Viacom confirme sa position de faiblesse avant l'éventuelle fusion avec CBS
Le groupe de médias américain Viacom, à l'avenir toujours incertain après une année d'intense lutte de pouvoir, a de nouveau publié mercredi des résultats en forte baisse, confirmant sa position de faiblesse dans les négociations en vue d'un possible mariage avec CBS.
Viacom est plombé par une accumulation de pertes chez ses studios de cinéma Paramount, qui viennent encore de faire un flop aux Etats-Unis avec "Ben Hur", et des difficultés persistantes chez ses chaînes de télévision (MTV, Nickelodeon, Comedy Central) souffrant de la concurrence de la vidéo en ligne et de recettes publicitaires en berne.
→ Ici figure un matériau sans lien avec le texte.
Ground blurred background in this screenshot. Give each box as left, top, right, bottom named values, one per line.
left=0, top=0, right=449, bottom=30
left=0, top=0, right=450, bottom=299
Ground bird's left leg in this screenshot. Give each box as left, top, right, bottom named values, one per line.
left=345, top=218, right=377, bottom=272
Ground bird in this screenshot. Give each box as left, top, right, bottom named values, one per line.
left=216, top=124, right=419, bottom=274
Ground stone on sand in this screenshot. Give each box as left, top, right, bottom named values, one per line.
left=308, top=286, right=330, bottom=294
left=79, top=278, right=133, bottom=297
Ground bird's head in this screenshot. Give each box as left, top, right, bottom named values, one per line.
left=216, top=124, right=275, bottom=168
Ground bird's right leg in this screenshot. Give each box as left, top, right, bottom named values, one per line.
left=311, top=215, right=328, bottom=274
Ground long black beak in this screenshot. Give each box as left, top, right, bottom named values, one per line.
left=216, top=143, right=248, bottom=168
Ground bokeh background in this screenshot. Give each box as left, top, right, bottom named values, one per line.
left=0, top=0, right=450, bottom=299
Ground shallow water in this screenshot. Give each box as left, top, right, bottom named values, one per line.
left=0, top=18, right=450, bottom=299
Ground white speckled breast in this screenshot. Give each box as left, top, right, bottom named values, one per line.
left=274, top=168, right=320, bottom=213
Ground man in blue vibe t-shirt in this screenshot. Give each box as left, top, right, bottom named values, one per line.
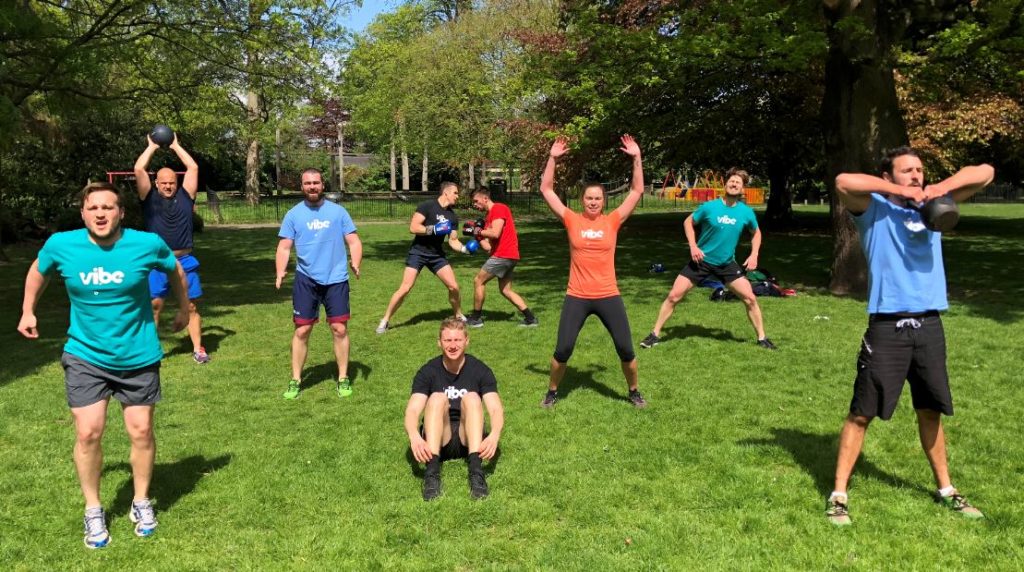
left=17, top=182, right=188, bottom=548
left=640, top=168, right=776, bottom=350
left=275, top=169, right=362, bottom=399
left=135, top=135, right=210, bottom=363
left=825, top=147, right=995, bottom=525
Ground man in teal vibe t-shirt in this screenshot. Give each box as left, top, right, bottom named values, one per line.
left=640, top=168, right=776, bottom=350
left=17, top=183, right=188, bottom=548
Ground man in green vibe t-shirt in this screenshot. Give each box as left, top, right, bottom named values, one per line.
left=17, top=183, right=188, bottom=548
left=640, top=168, right=776, bottom=350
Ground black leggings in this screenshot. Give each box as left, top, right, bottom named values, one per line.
left=554, top=295, right=637, bottom=363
Sur l'ensemble de l'exercice décalé clos fin septembre, le chiffre d'affaires de l'ensemble du groupe a baissé de 6% à 12,488 milliards de dollars et le bénéfice net de 25% à 1,436 milliard.
Au seul quatrième trimestre, le bénéfice net a chuté de 71% à 252 millions de dollars, et le chiffre d'affaires de 15% à 3,226 milliards, là où le marché attendait 3,3 milliards.
Par secteur d'activité, les réseaux de télévision ont vu leur bénéfice d'exploitation reculer de 27% à 750 millions de dollars sur le trimestre alors que les studios de cinéma ont accusé une perte d'exploitation de 137 millions de dollars.
L'avenir de Paramount, et notamment un projet depuis abandonné pour en céder une partie, était l'un des enjeux d'une crise de pouvoir dont Viacom sort tout juste, et qui s'était soldée cette été avec la démission du PDG Philippe Dauman et une reprise en main par le grand actionnaire, la famille Redstone.
La direction générale a depuis été confiée provisoirement au directeur d'exploitation, Tom Dooley, qui cèdera à son tour la place la semaine prochaine, mais toujours à titre intérimaire, à Robert Bakish, le patron des activités de télévision à l'international.
Shari Redstone et son père Sumner, qui contrôlent la majorité du capital de Viacom comme de CBS, ont en effet demandé aux deux groupes de réfléchir à une fusion.
Un comité spécial du conseil d'administration de Viacom "continue de travailler avec ses conseillers financiers et juridiques pour explorer les avantages d'un rapprochement", s'est contenté d'indiquer mercredi Tom Dooley, sans donner de détails sur l'avancée de la procédure.
- CBS se fait prier -
"Nous sommes encore à un stade très précoce" et "le calendrier et le résultat sont incertains", avait indiqué de son côté la semaine dernière Leslie Moonves, le PDG de CBS. Et de réaffirmer qu'il n'accepterait une transaction que si elle était "dans le meilleur intérêt de CBS et de tous ses actionnaires", y compris donc les investisseurs minoritaires indépendants des Redstone.
"Si (...) c'est structuré correctement, ça pourrait être une opportunité attractive. Sinon, nous sommes très enthousiastes sur nos perspectives tout seuls", avait-il insisté.
Leslie Moonves, considéré comme favori pour prendre la tête d'une éventuelle entité fusionnée, a, bien plus que Viacom, les moyens de se faire prier: il s'exprimait alors que CBS venait de dévoiler un chiffre d'affaires trimestriel en hausse de 4%, tandis que le bénéfice net a grimpé de 12%.
Bob Bakish a souligné mercredi qu'en attendant que la question du mariage soit tranché, il était là pour "maximiser le potentiel de Viacom en tant qu'entreprise indépendante".
Il a notamment expliqué vouloir s'inspirer de ses réussites à l'international pour chercher à "renforcer MTV, Comedy Central et Paramount", disant entre autres vouloir réorienter les investissements vers les contenus.
"On dirait qu'il y a un plan B" et "que la direction a un mandat crédible si en fin de compte Viacom reste indépendant", a commenté la banque Jefferies dans une note.
Plus sceptiques, les analystes de Loop Capital Market ont relevé un ton "généralement morose" dans les commentaires de la direction de Viacom.
"On pouvait sentir la tension", ont-ils noté, rappelant que si le marché a "l'espoir que CBS vienne d'une manière ou d'une autre à la rescousse", le groupe de Leslie Moonves "n'a absolument aucune obligation de le faire", tandis que les Redstone et leurs associés ont accepté de rester à l'écart des discussions afin d'éviter les accusations de conflit d'intérêt".